Increase of traffic impact fee for Beavercreek


By Danielle Coots - For the News-Current



BEAVERCREEK — Since 1993, the City of Beavercreek has been implementing a traffic impact fee to help with infrastructure improvements within a specific designated District No. 1, which is the northern portion of the city.

Since 1997, the fee has remained steady, until now. Because of increased cost and traffic, the need for the increase arises.

A traffic impact fee are funds to be used to improve capacity and are not allowed to be used for maintenance in busy business districts that have increased traffic.
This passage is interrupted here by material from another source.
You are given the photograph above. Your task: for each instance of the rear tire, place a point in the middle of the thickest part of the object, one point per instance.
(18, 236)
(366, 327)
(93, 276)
It helps spread the cost of needed infrastructure within the district.

Since Beavercreek does not have a city income tax, implementation of a traffic impact fee was the tool that has been used to fund projects.

Mayor Bob Stone asked if there was any way to compare the increased rates with other municipalities because he felt the fee was too high.

Councilwoman Vann indicated that even though an impact fee is not very common in Ohio municipalities, it is common in areas such as Illinois.

“In my brief research, by 2002, at least 25 states have laws that explicitly allow municipalities to impose fees on a new or proposed development to help offset the cost of new infrastructure costs attributed to the development. These fees are to help defray some of the costs associated with building or improving the public infrastructure,” Public Administrative Service Director, Mike Thonnerieux wrote in a Sept. 6 memorandum to the City Manager.

“The Impact District was defined so that the developer would share the costs of capital improvements in that district,” Councilwoman Vann said. “You just have to figure out the balance to make it fair for the rest of the residents.”

In order to determine the increase of the fee, the City of Beavercreek, utilized the services of TEC Engineering, Inc. The fee will be reviewed again in two years.

“Under the current impact fee the City had committed to funding 20% of the total roadway improvement costs. As part of the proposed impact fee recommended for approval by City Council the City has committed to funding 50% of the total roadway improvement cost,” Thonnerieux wrote.